Usually I try to write a blog that hits on key scenes or themes of the novel as a whole, but it wouldn’t feel right to leave my Heathcliff trilogy incomplete. So here is yet another blog about Heathcliff.
As you probably know from my last two blogs, I don’t like Heathcliff as a person. I find him manipulative, obsessive, vindictive and abusive. I wanted so badly to hate, and I would have been justified if I did as his actions certainly merit some hatred. Yet by the end of Wuthering Heights I found myself sympathizing with him despite his abhorrent actions. It’s definitely not because as the novel went on Heathcliff actions became less repulsive; he went from mental abuse to physical abuse to holding Catherine and Nelly hostage. I think my sympathy for him stems from the consistency in his motivations and actions. Everything he does; every thought, every action, every word, can be traced back to his horrible, unhealthy, obsessive, yet heartfelt and sincere love for Catherine Earnshaw. I will admit that sometimes it takes a rather circuitous route to get there, but it always comes back to her.

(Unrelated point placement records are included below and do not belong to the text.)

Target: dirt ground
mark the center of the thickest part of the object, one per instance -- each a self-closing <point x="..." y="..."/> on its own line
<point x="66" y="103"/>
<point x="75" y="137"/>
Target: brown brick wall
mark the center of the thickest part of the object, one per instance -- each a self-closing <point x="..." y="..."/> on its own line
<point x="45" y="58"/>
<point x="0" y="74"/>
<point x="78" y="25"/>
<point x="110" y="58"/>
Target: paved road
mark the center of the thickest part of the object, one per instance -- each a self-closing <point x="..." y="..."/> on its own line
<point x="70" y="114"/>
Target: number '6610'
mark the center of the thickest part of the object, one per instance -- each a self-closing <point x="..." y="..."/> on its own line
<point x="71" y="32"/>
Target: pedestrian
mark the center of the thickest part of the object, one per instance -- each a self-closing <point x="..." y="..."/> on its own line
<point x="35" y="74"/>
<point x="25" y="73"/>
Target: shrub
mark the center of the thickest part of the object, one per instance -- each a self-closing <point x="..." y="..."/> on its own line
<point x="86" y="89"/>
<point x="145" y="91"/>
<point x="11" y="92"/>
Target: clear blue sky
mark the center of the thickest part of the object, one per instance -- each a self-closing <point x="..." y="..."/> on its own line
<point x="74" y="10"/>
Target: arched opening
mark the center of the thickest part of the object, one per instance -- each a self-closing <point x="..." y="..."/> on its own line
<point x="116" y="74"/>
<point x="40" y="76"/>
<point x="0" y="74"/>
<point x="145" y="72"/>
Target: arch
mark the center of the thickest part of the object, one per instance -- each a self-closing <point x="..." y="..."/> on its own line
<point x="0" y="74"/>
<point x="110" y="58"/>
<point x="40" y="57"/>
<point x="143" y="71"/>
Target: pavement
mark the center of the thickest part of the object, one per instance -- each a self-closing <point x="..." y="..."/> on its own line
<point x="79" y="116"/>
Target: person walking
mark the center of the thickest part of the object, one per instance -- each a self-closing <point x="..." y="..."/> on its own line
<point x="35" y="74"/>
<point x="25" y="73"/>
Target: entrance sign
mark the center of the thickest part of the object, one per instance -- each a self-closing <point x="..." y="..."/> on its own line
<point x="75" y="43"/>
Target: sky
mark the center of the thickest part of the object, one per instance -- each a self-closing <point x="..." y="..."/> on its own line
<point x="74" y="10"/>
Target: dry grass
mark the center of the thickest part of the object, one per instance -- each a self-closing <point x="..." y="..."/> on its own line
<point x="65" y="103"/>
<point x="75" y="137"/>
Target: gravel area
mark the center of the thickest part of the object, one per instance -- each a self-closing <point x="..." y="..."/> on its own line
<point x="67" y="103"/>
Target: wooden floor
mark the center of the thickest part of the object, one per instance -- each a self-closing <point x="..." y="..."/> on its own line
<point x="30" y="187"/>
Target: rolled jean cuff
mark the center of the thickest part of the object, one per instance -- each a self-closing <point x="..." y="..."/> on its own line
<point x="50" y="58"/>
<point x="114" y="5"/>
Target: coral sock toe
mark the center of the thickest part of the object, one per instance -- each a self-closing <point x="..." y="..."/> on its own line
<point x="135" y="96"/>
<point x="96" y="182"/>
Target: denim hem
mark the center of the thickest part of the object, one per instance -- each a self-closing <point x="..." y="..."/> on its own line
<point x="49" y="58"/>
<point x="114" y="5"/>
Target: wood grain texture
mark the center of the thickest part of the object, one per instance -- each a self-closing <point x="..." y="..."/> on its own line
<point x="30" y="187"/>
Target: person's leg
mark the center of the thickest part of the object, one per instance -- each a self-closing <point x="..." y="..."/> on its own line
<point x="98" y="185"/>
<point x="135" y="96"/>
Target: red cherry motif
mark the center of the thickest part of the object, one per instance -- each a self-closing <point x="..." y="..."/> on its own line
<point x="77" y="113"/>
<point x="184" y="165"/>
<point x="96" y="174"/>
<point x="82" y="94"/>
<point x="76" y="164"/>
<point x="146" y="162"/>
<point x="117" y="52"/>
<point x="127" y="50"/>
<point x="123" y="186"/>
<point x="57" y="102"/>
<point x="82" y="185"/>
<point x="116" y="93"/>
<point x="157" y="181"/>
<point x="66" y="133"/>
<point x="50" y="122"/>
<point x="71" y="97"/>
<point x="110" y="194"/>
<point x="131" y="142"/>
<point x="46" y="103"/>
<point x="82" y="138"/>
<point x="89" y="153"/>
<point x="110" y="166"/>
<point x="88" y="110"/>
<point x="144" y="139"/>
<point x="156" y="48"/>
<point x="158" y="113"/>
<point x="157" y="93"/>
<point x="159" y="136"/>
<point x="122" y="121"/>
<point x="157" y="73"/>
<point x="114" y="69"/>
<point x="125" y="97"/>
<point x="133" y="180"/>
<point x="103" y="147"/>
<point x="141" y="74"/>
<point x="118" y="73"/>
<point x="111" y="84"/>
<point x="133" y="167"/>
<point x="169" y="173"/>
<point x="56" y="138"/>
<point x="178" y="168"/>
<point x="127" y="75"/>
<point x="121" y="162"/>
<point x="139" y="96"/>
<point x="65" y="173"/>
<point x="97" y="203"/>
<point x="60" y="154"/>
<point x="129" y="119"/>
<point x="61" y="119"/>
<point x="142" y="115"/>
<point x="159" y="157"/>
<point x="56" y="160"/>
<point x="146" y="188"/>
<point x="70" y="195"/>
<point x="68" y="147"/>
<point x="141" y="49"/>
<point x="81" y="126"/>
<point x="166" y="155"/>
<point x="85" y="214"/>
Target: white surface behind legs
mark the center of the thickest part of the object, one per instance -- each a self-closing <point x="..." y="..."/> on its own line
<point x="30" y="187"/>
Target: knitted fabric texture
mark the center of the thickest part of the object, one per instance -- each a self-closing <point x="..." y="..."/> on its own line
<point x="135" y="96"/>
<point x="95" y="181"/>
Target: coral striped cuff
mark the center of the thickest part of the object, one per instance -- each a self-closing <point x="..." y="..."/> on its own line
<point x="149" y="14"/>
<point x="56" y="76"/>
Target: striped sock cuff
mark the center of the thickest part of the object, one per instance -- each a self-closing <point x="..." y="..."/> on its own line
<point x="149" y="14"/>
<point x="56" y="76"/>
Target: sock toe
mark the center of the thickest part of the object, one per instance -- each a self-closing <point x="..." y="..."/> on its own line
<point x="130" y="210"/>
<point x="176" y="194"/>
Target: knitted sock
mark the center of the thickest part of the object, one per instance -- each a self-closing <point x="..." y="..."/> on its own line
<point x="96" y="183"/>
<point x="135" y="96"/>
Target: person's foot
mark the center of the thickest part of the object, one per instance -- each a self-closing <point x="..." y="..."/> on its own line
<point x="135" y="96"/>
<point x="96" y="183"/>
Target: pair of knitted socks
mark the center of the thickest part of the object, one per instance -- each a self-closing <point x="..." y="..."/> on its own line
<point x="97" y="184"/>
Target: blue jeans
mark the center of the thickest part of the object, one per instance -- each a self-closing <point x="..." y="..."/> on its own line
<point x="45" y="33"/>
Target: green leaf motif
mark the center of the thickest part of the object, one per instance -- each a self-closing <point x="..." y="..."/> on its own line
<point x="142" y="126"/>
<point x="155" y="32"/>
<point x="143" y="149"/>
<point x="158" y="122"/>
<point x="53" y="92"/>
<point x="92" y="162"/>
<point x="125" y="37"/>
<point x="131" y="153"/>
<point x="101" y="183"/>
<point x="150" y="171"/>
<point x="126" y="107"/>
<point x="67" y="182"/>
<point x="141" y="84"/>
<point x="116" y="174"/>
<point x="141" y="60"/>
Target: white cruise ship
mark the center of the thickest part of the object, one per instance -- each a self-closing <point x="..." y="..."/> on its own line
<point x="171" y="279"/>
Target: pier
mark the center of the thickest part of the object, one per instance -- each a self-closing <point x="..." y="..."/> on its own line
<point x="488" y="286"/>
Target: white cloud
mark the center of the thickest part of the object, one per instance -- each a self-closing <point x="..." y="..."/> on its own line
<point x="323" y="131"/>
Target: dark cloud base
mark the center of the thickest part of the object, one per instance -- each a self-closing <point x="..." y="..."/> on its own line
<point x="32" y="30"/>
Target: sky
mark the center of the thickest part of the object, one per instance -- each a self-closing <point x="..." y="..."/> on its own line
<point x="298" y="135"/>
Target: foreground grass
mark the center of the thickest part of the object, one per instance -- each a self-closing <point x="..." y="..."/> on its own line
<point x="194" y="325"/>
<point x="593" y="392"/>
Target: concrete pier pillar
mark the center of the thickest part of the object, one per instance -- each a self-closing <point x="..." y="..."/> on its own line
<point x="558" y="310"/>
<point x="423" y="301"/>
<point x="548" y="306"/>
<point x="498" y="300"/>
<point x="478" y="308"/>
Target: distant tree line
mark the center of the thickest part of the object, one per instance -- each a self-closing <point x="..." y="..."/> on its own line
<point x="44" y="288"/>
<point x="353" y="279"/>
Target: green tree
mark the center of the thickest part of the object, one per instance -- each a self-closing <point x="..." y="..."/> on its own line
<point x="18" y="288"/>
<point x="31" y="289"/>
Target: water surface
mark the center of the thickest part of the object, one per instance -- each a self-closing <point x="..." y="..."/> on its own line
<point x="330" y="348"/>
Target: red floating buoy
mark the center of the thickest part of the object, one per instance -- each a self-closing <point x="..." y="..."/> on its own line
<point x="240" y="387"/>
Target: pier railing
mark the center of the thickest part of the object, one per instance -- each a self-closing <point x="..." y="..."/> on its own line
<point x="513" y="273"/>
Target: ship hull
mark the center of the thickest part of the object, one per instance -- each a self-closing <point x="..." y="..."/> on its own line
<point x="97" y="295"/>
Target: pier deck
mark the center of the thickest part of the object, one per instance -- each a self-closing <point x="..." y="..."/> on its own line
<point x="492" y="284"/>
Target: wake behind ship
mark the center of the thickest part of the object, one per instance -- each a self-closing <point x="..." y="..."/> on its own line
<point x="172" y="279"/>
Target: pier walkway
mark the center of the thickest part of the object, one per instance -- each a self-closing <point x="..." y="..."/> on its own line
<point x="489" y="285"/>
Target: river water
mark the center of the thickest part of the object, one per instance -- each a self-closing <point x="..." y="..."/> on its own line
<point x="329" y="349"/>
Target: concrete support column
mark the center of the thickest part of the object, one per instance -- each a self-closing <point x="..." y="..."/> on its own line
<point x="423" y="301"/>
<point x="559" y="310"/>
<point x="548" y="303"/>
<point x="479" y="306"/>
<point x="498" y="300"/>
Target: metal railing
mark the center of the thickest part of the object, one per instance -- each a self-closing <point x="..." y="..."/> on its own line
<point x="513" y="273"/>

It was honestly disturbing how he does everything because of his love for Catherine, especially when it came to his action with her daughter. He hates her for all that she represents. She’s gotten must of her features from Edgar not Catherine, reminding Heathcliff that Catherine did not chose him. Yet she looks and acts just enough like Catherine to constantly remind him of what he’s lost. While I disapprove of Heathcliff’s actions, stripping her of her property, forcing her out of her house, and blackmailing her into marriage, I can sympathize with him because I can recognize all the pain she represents to him.
The moment, however, that garnered the most sympathy from me was when Heathcliff came back to Wuthering Heights to the sight of Hareton and Catherine sitting together as she teaches him to read. When they look up at his approach he is struck by how much they resembled Catherine Earnshaw. They both had her eyes, and their mannerisms and “mental faculties” bore a striking resemblance to hers. He goes onto to tell Nelly how he sees Catherine everywhere in them and the house, and that he has to remind his very heart to beat and lungs to breathe when he remembers she’s not with him. Catherine was his whole life. Catherine defined him. Catherine was him. It doesn’t excuse his actions – I don’t think anything really can – but it does bring clarity to them and reminded me of the genuine “love” Heathcliff had for Catherine before it morphed into something much more vengful and obsessive.
When Heathcliff finally dies it’s not a peacefull picture that Nelly presents us with; in fact, it’s rather ghastly. Heathcliff’s eyes are wide open, his mouth is pulled into a sneer, and his teeth are sharp and white, yet on his face is a look of exultation, as he is finally reunited with her in death. It’s a perfect snapshot of his entire relationship with Catherine. It’s a ghastly and horrible thing to behold, but there’s a true joy and devotion in it as well.
Heathcliff was truly an awful person and, yet, I understand his actions and find myself hoping that in death he can achieve what he couldn’t in life – reunification with his childhood friend and love Catherine Earnshaw.